Cholera is acquired by ingesting some type of food or drink, usually water, contaminated with feces from a cholera patient or carrier that contains the micro-organism Vibrio cholera. The disease causes vomiting, headaches, intestinal cramping and severe diarrhea.

Most of the devastating effects cholera had on Jacksonville were recorded by James G. Edwards, owner, editor and publisher of the Illinois Patriot, a weekly Jacksonville newspaper.

Edwards published a report on Aug. 10, 1833, saying that, according to local physicians’ estimates, between 200 and 300 Jacksonville residents had contracted cholera out of a total population of 1,300. However, Edwards wrote that only 34 people had died at that point. Nevertheless, the threat of getting cholera had caused as many as 700 Jacksonville residents to leave town. Most records show that Jacksonville’s final death toll from cholera was 55.

A good description of Jacksonville at the time was written by Illinois College Professor Truman Post.

Village residents were “crowded into these cabins, where each apartment, often quite narrow, had frequently to suffice for the accommodation of an entire separate household,” Post wrote.

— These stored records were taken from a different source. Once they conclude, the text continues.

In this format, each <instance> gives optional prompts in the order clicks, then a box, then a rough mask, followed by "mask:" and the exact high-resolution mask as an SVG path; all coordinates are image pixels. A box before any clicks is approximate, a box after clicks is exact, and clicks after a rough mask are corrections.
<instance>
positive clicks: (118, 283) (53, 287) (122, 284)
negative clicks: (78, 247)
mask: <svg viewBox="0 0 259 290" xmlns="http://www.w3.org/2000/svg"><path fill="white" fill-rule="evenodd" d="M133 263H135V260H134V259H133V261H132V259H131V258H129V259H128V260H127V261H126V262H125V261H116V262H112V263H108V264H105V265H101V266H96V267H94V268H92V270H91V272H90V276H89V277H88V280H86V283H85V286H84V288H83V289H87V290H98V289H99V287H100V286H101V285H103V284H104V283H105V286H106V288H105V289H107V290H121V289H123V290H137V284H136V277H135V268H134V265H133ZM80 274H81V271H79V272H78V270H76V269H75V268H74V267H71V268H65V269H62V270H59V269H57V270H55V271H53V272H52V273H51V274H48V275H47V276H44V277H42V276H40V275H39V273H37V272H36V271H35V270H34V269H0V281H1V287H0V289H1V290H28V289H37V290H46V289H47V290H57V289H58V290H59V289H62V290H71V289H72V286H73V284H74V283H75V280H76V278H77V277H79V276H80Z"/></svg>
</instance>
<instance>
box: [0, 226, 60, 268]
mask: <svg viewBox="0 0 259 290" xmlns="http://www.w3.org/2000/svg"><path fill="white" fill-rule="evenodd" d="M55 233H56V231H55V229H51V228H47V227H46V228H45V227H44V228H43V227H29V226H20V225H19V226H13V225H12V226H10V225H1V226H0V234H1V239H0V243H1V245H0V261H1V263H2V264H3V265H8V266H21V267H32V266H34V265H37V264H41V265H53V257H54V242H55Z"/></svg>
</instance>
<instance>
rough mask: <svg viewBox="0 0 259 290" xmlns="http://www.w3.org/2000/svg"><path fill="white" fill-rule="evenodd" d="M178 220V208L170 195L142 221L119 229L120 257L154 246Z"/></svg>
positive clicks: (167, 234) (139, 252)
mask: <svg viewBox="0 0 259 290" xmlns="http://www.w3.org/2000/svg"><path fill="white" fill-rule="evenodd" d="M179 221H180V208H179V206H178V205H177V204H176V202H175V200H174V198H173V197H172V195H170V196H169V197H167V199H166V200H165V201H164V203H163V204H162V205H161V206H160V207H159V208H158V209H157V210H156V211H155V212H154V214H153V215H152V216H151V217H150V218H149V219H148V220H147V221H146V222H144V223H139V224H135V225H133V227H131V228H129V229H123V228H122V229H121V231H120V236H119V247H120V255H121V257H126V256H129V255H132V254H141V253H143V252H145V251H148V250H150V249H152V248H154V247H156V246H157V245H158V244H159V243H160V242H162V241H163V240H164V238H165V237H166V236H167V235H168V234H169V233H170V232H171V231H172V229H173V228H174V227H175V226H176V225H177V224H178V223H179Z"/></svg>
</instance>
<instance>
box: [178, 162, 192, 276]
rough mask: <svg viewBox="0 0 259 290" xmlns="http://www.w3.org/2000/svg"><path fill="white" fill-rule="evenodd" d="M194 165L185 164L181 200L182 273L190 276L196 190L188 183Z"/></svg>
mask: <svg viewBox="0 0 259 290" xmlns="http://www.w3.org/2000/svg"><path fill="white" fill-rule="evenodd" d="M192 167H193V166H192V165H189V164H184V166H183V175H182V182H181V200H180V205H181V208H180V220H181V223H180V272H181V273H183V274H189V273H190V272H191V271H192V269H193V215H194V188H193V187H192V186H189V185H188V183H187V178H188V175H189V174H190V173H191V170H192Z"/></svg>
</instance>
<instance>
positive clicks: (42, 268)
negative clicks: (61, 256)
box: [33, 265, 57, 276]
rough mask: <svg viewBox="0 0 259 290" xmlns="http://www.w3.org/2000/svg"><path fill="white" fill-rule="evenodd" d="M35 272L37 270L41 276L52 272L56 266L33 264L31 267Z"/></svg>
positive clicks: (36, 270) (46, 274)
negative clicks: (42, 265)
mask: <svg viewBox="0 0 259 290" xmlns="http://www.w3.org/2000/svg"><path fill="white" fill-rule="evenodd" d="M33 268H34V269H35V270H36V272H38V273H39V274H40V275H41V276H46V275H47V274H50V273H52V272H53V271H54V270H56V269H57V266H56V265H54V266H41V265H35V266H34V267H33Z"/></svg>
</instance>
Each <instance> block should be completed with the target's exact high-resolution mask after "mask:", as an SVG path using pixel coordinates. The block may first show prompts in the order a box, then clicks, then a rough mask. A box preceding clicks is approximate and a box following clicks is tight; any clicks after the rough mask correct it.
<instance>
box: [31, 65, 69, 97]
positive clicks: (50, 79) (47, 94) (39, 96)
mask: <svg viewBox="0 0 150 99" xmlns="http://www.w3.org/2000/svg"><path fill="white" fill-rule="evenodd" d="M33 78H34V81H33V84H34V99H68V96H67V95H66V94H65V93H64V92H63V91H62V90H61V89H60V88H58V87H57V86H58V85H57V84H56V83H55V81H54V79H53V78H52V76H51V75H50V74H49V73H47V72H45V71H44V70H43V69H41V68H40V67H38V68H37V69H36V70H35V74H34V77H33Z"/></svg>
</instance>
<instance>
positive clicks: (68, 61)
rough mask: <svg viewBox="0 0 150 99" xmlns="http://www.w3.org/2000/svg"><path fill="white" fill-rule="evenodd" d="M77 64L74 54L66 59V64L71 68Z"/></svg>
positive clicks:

He continued in his writing, “This crowded condition of the settlement was due to the fact that it was an extreme outpost towards the wilderness of the northwest, and many came here with no idea of permanent stay, but as a place for outlook for a future home still further on in the wilds.”

Post recalled the cholera crisis in his memoirs.

He wrote, “Reports came up from the village to our college commons each morning of new cases and startling deaths. Sometimes whole families, as in the case of Rev. Mr. Ellis, were swept off in twenty-four hours.

“The distress of the town was extreme. Society was not then knit together by acquaintance and mutual kindness. The people … had not coalescence enough for mutual helpfulness. The wild, vague terror of a disease, regarded as contagious and killing with fearful rapidity, kept men aloof from each other.

“Families were isolated in mutual quarantine, and doors and windows were seen by one passing along the streets, thronged with pale and fearful faces, sometimes with the sick, who had no one to minister a cup of cold water.”

The number of deaths in Jacksonville and bad publicity generated by the outbreak gave the town a reputation for being “sickly,” and historian Don Doyle has suggested that the crisis may have contributed to Jacksonville not being named the state capital a few years later. Additionally, former IC (Illinois College) History Professor James Davis said that, based on his research, he believes Jacksonville suffered more from the cholera epidemic in 1833 than Springfield, for example, because Jacksonville was more of a crossroads community at the time. He explained that, in 1833, more settlers passed through Jacksonville than Springfield, possibly exposing the town’s inhabitants to more carriers of cholera.

Jacksonville’s cholera epidemic of 1833 lasted but a couple of months, but its horrible consequences were never forgotten by those who lived through it.